# Ignores dogs, wants to play fetch



## mrezkill (Apr 9, 2010)

This isn't really a "problem", but Tater really loves to play fetch...like LOVES it. The thing is, when we take him to a dog park, that's all he wants to do. He almost never wants to play with other dogs or even acknowledges them sometimes, he's too focused on the ball. Is there a way to get him to take a break from fetch and just play?

We've tried not bringing a ball, and that just makes him go after other dog's tennis balls or he finds one laying around. Anyone have any suggestions? lol


----------



## Suka (Apr 9, 2004)

LOL Lucky you!


----------



## liv (Sep 1, 2010)

I'm jealous! The only time crackball isn't enough of a distraction is when there's lots of other dogs around. We're working on off leash OB with distraction, and it's coming along well except around the dogs...it's just too much still.

No suggestions - sorry.


----------



## lisgje (Sep 3, 2010)

Try having some playdates with only one other dog? And having several balls for them to play with. My dog does well with only one or two other dogs, but more than that and he just wants to be next to his mom! He is only ten months old, how old is yours? As long as he is having fun and getting exercise and not being aggressive with the ball, let him have his fun. The fact that he would rather concentrate on playing ball with you is not necessarily a negative! LOL


----------



## Cassidy's Mom (Mar 30, 2003)

Why would you want him to play with the other dogs rather than you?


----------



## sagelfn (Aug 13, 2009)

Cassidy's Mom said:


> Why would you want him to play with the other dogs rather than you?

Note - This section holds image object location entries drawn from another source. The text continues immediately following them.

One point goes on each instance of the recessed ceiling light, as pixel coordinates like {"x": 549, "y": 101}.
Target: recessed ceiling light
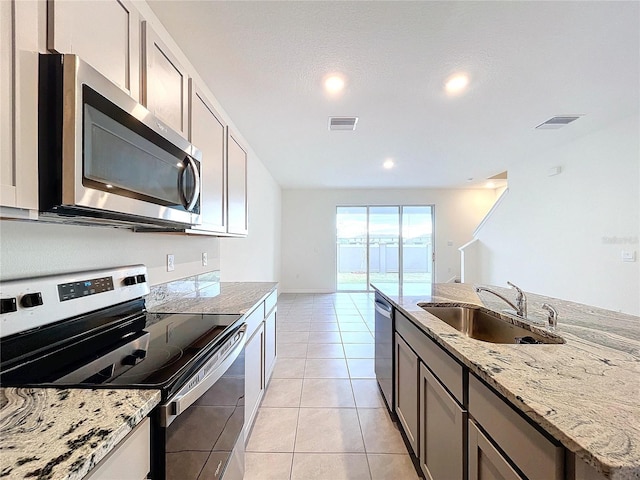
{"x": 456, "y": 84}
{"x": 334, "y": 83}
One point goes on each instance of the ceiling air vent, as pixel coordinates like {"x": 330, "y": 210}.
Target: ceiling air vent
{"x": 342, "y": 123}
{"x": 558, "y": 122}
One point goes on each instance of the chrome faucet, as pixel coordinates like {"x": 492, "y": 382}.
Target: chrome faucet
{"x": 553, "y": 317}
{"x": 520, "y": 307}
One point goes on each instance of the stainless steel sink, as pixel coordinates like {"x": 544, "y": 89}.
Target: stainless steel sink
{"x": 488, "y": 326}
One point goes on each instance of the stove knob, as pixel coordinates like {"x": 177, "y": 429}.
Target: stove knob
{"x": 136, "y": 357}
{"x": 31, "y": 300}
{"x": 8, "y": 305}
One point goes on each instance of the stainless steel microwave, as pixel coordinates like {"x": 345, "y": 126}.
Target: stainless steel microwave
{"x": 104, "y": 158}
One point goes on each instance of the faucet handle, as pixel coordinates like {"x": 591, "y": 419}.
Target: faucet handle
{"x": 521, "y": 300}
{"x": 520, "y": 292}
{"x": 552, "y": 318}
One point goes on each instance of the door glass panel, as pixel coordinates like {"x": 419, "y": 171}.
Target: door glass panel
{"x": 384, "y": 240}
{"x": 417, "y": 246}
{"x": 371, "y": 249}
{"x": 351, "y": 226}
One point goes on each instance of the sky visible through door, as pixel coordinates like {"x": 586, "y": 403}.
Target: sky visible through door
{"x": 383, "y": 245}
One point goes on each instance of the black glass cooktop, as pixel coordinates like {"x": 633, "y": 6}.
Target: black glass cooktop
{"x": 122, "y": 346}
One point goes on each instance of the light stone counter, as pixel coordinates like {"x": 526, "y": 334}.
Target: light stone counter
{"x": 51, "y": 434}
{"x": 585, "y": 393}
{"x": 204, "y": 294}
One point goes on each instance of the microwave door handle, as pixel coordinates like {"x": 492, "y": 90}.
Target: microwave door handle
{"x": 189, "y": 203}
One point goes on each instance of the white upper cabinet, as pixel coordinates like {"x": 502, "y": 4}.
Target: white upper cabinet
{"x": 18, "y": 109}
{"x": 236, "y": 186}
{"x": 105, "y": 34}
{"x": 165, "y": 82}
{"x": 208, "y": 134}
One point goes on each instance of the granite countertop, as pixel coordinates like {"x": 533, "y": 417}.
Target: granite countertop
{"x": 204, "y": 294}
{"x": 61, "y": 434}
{"x": 585, "y": 392}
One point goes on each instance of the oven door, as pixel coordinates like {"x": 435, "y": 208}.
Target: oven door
{"x": 201, "y": 428}
{"x": 105, "y": 156}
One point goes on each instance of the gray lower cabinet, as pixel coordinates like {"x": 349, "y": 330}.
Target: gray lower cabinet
{"x": 442, "y": 428}
{"x": 254, "y": 376}
{"x": 270, "y": 343}
{"x": 406, "y": 390}
{"x": 485, "y": 461}
{"x": 535, "y": 454}
{"x": 259, "y": 355}
{"x": 129, "y": 460}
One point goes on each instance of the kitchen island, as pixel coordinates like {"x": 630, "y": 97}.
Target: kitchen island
{"x": 584, "y": 393}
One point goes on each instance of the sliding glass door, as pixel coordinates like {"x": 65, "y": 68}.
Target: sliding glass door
{"x": 383, "y": 245}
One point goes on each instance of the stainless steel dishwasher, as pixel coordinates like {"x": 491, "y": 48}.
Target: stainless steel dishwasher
{"x": 384, "y": 357}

I thought this was typical behavior for herding breeds

Sage will not play with strange dogs. He tolerates them, says hello but he's not one of those dogs that comes into the park and runs off to play with the other dogs. Occasionally he will stalk a dog and play chase and then maybe wrestle with that dog but if another dog joins in he stops.

If I have a ball,stick,frisbee that is all he cares about. He will run past, jump over other dogs to get his frisbee and then come back to me. He never gets too far from me unless he's after his toy or herding a dog. He's always checking in with me and comes when called immediately. I love it


----------



## BlackthornGSD (Feb 25, 2010)

It's pretty clear he'd rather play ball than play with other dogs. Why is it important to you that he play with other dogs at the park?


----------



## IllinoisNative (Feb 2, 2010)

sagelfn said:


> If I have a ball,stick,frisbee that is all he cares about. He will run past, jump over other dogs to get his frisbee and then come back to me. He never gets too far from me unless he's after his toy or herding a dog. He's always checking in with me and comes when called immediately. I love it


That's my dog. 

As a puppy, he would go and play/chase/stalk/wrestle other dogs. But as he's gotten older, he's lost interest in stange dogs. At dog parks, he'll run up and greet/smell them but immediately returns to me. He won't let me out of his sight. He's always checking in with me. 

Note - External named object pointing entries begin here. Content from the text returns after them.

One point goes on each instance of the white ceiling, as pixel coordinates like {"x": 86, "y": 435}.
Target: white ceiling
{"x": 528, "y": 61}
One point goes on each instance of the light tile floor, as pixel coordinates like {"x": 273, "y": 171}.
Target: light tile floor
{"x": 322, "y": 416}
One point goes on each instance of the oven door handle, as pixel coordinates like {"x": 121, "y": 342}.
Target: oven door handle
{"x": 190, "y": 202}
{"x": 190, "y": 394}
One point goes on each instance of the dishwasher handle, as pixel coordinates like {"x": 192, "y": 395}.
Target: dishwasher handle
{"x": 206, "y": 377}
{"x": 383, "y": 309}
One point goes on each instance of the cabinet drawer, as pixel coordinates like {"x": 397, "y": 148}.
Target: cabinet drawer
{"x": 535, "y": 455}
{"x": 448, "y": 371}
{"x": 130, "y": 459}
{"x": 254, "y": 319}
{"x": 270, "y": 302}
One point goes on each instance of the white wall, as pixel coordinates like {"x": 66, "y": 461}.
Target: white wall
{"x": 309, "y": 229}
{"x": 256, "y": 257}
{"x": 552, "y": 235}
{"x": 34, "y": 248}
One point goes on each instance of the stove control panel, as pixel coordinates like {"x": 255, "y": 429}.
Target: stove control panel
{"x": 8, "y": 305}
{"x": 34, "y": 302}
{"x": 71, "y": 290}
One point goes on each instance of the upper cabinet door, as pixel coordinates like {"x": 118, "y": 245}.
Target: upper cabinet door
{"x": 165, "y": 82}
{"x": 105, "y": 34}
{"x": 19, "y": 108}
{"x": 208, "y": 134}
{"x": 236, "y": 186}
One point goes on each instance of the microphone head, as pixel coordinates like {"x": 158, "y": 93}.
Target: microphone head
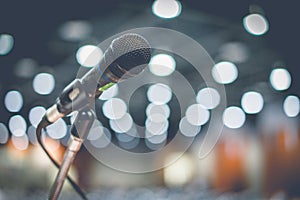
{"x": 129, "y": 55}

I remember walking slowly with my Grandmother down a path. I gave my niece my dog to walk and she went up ahead of me. My dog must have looked backed at me EVERY THIRTY SECONDS to make sure I was coming. Hysterical.

But I also have a ball obsessed dog. I freaking love it! I can get his attention no matter what in any situation. He ignores everyone and everything for that ball. Which, I might add, has been a blessing at the dog park when things got too heated between dogs.

It's also made training a breeze so that my prerequisite for another dog is that they be ball obsessed...lol. I wouldn't trade it for anything in the world.


----------



## mrezkill (Apr 9, 2010)

Cassidy's Mom said:


> Why would you want him to play with the other dogs rather than you?





BlackthornGSD said:


> It's pretty clear he'd rather play ball than play with other dogs. Why is it important to you that he play with other dogs at the park?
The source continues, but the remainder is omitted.